GCF of 25 and 14

The greatest common factor of 25 and 14 is 1. The largest divisor of two or more numbers is called the GCF of the number. If two numbers are co-prime, they have no common factors other than 1, so their GCF is 1.

The GCF of two numbers cannot be negative because divisors are always positive.

To find the GCF of 25 and 14, a few methods are described below 

• Listing Factors
   
• Prime Factorization
   
• Long Division Method / by Euclidean Algorithm

Steps to find the GCF of 25 and 14 using the listing of factors:

Step 1: Firstly, list the factors of each number

Factors of 25 = 1, 5, 25.

Factors of 14 = 1, 2, 7, 14.

Step 2: Now, identify the common factors of them Common factor of 25 and 14: 1.

Step 3: Choose the largest factor The largest factor that both numbers have is 1.

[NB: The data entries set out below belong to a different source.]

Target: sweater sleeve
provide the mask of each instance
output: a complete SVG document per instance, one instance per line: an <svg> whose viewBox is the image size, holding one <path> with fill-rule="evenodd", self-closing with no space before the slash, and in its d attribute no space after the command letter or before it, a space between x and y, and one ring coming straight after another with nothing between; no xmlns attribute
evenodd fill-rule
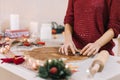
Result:
<svg viewBox="0 0 120 80"><path fill-rule="evenodd" d="M120 34L120 0L111 0L108 28L114 31L114 38Z"/></svg>
<svg viewBox="0 0 120 80"><path fill-rule="evenodd" d="M68 0L68 7L66 11L66 15L64 18L64 24L74 25L74 9L73 9L73 0Z"/></svg>

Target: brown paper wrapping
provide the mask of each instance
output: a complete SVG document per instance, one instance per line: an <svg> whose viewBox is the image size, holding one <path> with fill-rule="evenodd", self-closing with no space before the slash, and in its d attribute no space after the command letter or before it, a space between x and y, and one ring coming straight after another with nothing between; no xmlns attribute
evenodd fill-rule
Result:
<svg viewBox="0 0 120 80"><path fill-rule="evenodd" d="M102 50L100 51L100 53L98 53L95 57L95 59L93 60L92 66L93 67L95 64L99 64L100 67L98 69L98 72L101 72L107 62L109 58L109 52L106 50Z"/></svg>

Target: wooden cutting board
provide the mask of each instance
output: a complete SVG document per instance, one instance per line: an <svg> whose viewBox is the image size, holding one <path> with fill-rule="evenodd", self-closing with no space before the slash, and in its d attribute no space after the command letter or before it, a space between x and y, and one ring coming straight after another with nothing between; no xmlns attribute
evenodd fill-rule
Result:
<svg viewBox="0 0 120 80"><path fill-rule="evenodd" d="M59 47L42 47L36 48L31 51L26 51L24 54L29 55L30 57L46 61L48 59L63 59L65 62L77 61L87 59L87 56L75 56L69 52L69 55L66 56L58 52Z"/></svg>

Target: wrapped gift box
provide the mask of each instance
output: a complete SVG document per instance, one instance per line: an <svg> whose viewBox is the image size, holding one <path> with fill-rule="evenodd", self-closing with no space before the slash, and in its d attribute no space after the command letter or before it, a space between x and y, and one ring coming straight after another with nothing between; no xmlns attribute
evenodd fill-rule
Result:
<svg viewBox="0 0 120 80"><path fill-rule="evenodd" d="M9 38L20 38L22 36L30 36L30 32L28 30L6 30L5 37Z"/></svg>

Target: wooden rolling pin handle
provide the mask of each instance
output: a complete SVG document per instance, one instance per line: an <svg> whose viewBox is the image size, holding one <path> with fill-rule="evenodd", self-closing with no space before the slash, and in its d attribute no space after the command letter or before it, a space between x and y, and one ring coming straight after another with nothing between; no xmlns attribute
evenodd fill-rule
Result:
<svg viewBox="0 0 120 80"><path fill-rule="evenodd" d="M100 51L100 53L98 53L91 65L91 69L94 69L94 67L99 64L99 67L95 67L97 70L97 72L101 72L107 62L109 58L109 52L106 50L102 50Z"/></svg>
<svg viewBox="0 0 120 80"><path fill-rule="evenodd" d="M94 64L94 66L91 67L90 69L91 75L96 74L99 71L99 69L100 69L100 64Z"/></svg>

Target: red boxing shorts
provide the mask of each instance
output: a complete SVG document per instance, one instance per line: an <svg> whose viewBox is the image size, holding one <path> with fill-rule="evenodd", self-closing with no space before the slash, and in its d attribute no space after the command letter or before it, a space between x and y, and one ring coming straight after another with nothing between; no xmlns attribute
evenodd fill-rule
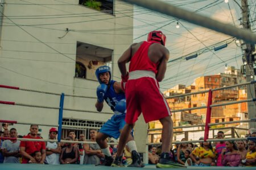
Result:
<svg viewBox="0 0 256 170"><path fill-rule="evenodd" d="M125 85L127 123L135 123L142 112L146 123L171 115L155 77L154 72L148 71L129 73L129 79Z"/></svg>

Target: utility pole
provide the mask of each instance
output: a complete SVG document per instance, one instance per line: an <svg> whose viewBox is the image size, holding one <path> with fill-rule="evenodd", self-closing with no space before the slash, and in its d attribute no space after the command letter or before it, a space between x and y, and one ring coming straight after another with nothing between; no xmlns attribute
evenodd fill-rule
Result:
<svg viewBox="0 0 256 170"><path fill-rule="evenodd" d="M242 5L242 20L243 27L251 30L249 22L249 15L247 0L241 0ZM242 49L245 51L244 59L247 63L245 65L246 81L250 82L254 80L254 56L253 52L255 51L255 45L246 43L241 44ZM246 85L247 98L255 98L255 84ZM249 119L256 118L256 103L255 102L247 102L248 118ZM249 123L250 128L256 128L256 122Z"/></svg>

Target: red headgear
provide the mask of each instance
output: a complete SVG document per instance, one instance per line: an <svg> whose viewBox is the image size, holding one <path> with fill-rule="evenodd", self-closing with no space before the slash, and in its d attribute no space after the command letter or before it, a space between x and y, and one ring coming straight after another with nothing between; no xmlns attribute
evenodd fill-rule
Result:
<svg viewBox="0 0 256 170"><path fill-rule="evenodd" d="M147 41L149 42L150 40L159 42L163 45L165 45L166 36L162 32L162 31L154 31L150 32L147 36Z"/></svg>

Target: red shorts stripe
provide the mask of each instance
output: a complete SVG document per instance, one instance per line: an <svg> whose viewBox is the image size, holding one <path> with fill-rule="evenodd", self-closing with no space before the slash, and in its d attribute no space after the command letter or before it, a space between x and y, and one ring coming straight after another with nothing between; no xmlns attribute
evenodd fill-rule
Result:
<svg viewBox="0 0 256 170"><path fill-rule="evenodd" d="M125 85L127 123L134 123L142 112L146 123L171 115L169 106L155 79L129 80Z"/></svg>

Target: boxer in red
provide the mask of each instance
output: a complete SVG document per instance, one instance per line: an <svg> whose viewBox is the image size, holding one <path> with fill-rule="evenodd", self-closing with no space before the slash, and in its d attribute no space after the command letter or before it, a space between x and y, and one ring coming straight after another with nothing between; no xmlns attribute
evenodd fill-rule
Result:
<svg viewBox="0 0 256 170"><path fill-rule="evenodd" d="M169 51L164 47L166 36L161 32L149 33L147 42L133 44L118 60L122 86L126 97L126 124L120 135L114 167L122 166L122 154L127 136L141 113L146 123L159 120L163 125L162 146L158 168L184 168L169 157L172 142L173 122L168 103L158 82L164 77ZM126 63L130 61L129 72Z"/></svg>

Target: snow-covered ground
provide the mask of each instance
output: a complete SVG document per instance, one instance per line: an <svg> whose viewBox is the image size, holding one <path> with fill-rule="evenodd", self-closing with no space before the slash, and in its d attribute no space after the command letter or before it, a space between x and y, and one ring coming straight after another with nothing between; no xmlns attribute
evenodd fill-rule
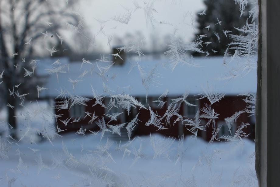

The GCF of 25 and 14 is 1.

To find the GCF of 25 and 14 using the Prime Factorization Method, follow these steps:

Step 1: Find the prime factors of each number

Prime Factors of 25: 25 = 5 x 5 = 5²

Prime Factors of 14: 14 = 2 x 7

Step 2: Now, identify the common prime factors There are no common prime factors.

Step 3: The GCF is the product of the common prime factors Since there are no common prime factors, the GCF is 1.

The Greatest Common Factor of 25 and 14 is 1.

Find the GCF of 25 and 14 using the division method or Euclidean Algorithm Method. Follow these steps:

Step 1: First, divide the larger number by the smaller number

Here, divide 25 by 14 25 ÷ 14 = 1 (quotient),

The remainder is calculated as 25 − (14×1) = 11

The remainder is 11, not zero, so continue the process

Step 2: Now divide the previous divisor (14) by the previous remainder (11)

Divide 14 by 11 14 ÷ 11 = 1 (quotient), remainder = 14 − (11×1) = 3

Step 3: Divide the previous divisor (11) by the new remainder (3) 11 ÷ 3 = 3 (quotient), remainder = 11 − (3×3) = 2

Step 4: Divide 3 by 2 3 ÷ 2 = 1 (quotient), remainder = 3 − (2×1) = 1

Step 5: Divide 2 by 1 2 ÷ 1 = 2 (quotient), remainder = 2 − (1×2) = 0

The remainder is zero, so the divisor will become the GCF.

The GCF of 25 and 14 is 1.

• Factors: Factors are numbers that divide the target number completely. For example, the factors of 14 are 1, 2, 7, and 14.

• Multiple: Multiples are the products we get by multiplying a given number by another. For example, the multiples of 5 are 5, 10, 15, 20, and so on.

• Prime Factors: These are the factors of a number that are prime numbers and divide the given number completely. For example, the prime factors of 25 are 5 and 5.

• Remainder: The value left after division when the number cannot be divided evenly. For example, when 14 is divided by 5, the remainder is 4 and the quotient is 2.

• LCM: The smallest common multiple of two or more numbers is termed LCM. For example, the LCM of 25 and 14 is 350.

• GCF: The largest factor that commonly divides two or more numbers. For example, the GCF of 25 and 14 is 1, as it is their largest common factor that divides the numbers completely.